Install Freeradius on ubuntu 17.10 Server and manage using daloradius (Freeradius web management application)

Sponsored Link
RADIUS, which stands for “Remote Authentication Dial In User Service”, is a network protocol -- a system that defines rules and conventions for communication between network devices -- for remote user authentication and accounting. Commonly used by Internet Service Providers (ISPs), cellular network providers, and corporate and educational networks, the RADIUS protocol serves three primary functions:

• Authenticates users or devices before allowing them access to a network

• Authorizes those users or devices for specific network services

• Accounts for and tracks the usage of those services

Freeradius Features

• An open and scalable solution

• Broad support by a large vendor base

• Easy modification

• Separation of security and communication processes

• Adaptable to most security systems

• Workable with any communication device that supports RADIUS client protocol

daloRADIUS is an advanced RADIUS web platform aimed at managing Hotspots and general-purpose ISP deployments. It features rich user management, graphical reporting, accounting, and integrates with GoogleMaps for geo-locating (GIS). daloRADIUS is written in PHP and JavaScript and utilizes a database abstraction layer which means that it supports many database systems, among them the popular MySQL, PostgreSQL, Sqlite, MsSQL, and many others.

It is based on a FreeRADIUS deployment with a database server serving as the backend. Among other features it implements ACLs, GoogleMaps integration for locating hotspots/access points visually and many more features. daloRADIUS is essentially a web application to manage a radius server so theoretically it can manage any radius server but specifically it manages FreeRADIUS and it's database structure. Since version 0.9-3 daloRADIUS has introduced an application-wide database abstraction layer based on PHP's PEAR::DB package which support a range of database servers.

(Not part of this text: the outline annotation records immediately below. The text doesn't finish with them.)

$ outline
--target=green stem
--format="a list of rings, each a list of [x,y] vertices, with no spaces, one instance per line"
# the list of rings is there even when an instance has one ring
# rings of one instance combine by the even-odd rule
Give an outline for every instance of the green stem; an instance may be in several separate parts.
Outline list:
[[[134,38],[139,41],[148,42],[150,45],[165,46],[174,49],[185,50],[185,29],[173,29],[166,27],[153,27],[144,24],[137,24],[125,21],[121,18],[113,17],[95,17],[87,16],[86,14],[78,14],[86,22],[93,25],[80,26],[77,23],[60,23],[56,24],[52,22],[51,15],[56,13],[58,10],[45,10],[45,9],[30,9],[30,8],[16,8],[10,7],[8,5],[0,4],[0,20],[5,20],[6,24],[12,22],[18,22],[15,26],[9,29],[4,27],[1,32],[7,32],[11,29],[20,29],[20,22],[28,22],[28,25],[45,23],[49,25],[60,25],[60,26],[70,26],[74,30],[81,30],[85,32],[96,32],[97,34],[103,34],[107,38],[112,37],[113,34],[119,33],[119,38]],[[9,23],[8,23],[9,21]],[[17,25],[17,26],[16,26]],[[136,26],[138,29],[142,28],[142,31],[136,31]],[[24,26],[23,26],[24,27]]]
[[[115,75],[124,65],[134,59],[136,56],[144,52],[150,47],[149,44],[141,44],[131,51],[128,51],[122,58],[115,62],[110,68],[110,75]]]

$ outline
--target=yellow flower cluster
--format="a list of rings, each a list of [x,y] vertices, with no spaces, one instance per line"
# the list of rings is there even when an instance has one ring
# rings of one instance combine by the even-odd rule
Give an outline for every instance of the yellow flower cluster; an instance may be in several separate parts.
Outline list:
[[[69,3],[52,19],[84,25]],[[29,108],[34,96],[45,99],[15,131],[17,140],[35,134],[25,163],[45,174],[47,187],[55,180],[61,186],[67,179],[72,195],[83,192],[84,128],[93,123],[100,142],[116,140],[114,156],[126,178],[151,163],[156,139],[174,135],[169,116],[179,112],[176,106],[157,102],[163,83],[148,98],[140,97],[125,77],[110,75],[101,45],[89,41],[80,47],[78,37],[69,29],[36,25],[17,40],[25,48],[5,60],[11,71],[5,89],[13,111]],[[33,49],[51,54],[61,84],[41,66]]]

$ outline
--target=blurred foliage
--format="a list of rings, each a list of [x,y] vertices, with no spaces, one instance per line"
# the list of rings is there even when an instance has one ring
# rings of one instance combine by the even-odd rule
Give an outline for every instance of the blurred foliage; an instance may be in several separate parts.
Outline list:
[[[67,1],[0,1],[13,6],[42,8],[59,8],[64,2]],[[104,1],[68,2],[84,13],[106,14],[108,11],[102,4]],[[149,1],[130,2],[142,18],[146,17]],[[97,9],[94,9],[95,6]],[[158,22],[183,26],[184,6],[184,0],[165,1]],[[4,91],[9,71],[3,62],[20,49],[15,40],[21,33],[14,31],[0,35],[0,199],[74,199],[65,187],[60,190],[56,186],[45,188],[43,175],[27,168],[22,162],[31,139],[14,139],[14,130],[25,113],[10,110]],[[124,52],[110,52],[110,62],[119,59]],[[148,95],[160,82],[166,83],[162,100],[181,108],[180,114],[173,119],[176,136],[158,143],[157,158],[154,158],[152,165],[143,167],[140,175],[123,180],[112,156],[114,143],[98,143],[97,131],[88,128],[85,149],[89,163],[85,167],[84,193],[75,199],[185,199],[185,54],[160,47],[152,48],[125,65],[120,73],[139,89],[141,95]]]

Before Installing make sure you have Ubuntu 17.10 LAMP server installed and ready for freeradius.

Preparing your system

Open the terminal and run the following command

sudo apt-get install php-common php-gd php-curl php-mail php-mail-mime php-pear php-db php-mysql

Install freeradius using the following command

sudo apt-get install freeradius freeradius-mysql freeradius-utils

Create Freeradius Database

You can use the following command to create freeradius database

sudo mysql -u root -p

Enter password:

mysql> create database radius;

mysql> grant all on radius.* to radius@localhost identified by "password";

Query OK, 0 rows affected (0.00 sec)

Insert the freeradius database scheme using the following commands

sudo mysql -u root -p radius < /etc/freeradius/sql/mysql/schema.sql

Enter password:

sudo mysql -u root -p radius < /etc/freeradius/sql/mysql/nas.sql

Enter password:

Create new user for radius database

sudo mysql -u root -p

mysql> use radius;

Reading table information for completion of table and column names

You can turn off this feature to get a quicker startup with -A

Database changed

mysql> INSERT INTO radcheck (UserName, Attribute, Value) VALUES (‘sqltest', ‘Password', ‘testpwd');

Query OK, 1 row affected (0.04 sec)

mysql> exit

Bye

Freeradius Configuration

You need to edit /etc/freeradius/sql.conf file

sudo vi /etc/freeradius/sql.conf

Make sure you have the following details

database = mysql
login = radius
password = password

Uncomment the following

readclients = yes

Save and Exit the file

Now you need to edit the /etc/freeradius/sites-enabled/default file

sudo vi /etc/freeradius/sites-enabled/default

Uncomment the sql option in the following sections

accounting

# See “Authorization Queries” in sql.conf

sql

session

# See “Authorization Queries” in sql.conf

sql

Post-Auth-Type

# See “Authorization Queries” in sql.conf

sql

Save and Exit the file

Now edit /etc/freeradius/radiusd.conf file

sudo vi /etc/freeradius/radiusd.conf

#Uncomment the following option

$INCLUDE sql.conf

Save and exit the file

Now you can stop the free radius server using the following command

sudo /etc/init.d/freeradius stop

Run freeradius in debugging mode. If there is no error, you are ready to go.

sudo freeradius -X

Start the freeradius using the following command

sudo /etc/init.d/freeradius start

Test the radius server using the following command

sudo radtest sqltest testpwd localhost 18128 testing123

Ouput as follows

Sending Access-Request of id 68 to 127.0.0.1 port 1812
User-Name = "sqltest"
User-Password = "testpwd"
NAS-IP-Address = 127.0.1.1
NAS-Port = 18128
Message-Authenticator = 0x00000000000000000000000000000000
rad_recv: Access-Accept packet from host 127.0.0.1 port 1812, id=68, length=20

Daloradius Installation

You can download the Daloradius latest version from here

Once you downloaded the daloradius-0.9-9.tar.gz file you need to extract using the following command

$ tar xvfz daloradius-0.9-9.tar.gz

$ mv daloradius-0.9-9 daloradius

$ mv daloradius /var/www/html

Change Permissions

sudo chown www-data:www-data /var/www/html/daloradius -R

sudo chmod 644 /var/www/html/daloradius/library/daloradius.conf.php

Mysql database need to setup for daloradius.We need to do is to import the daloradius scheme into our existing radius database.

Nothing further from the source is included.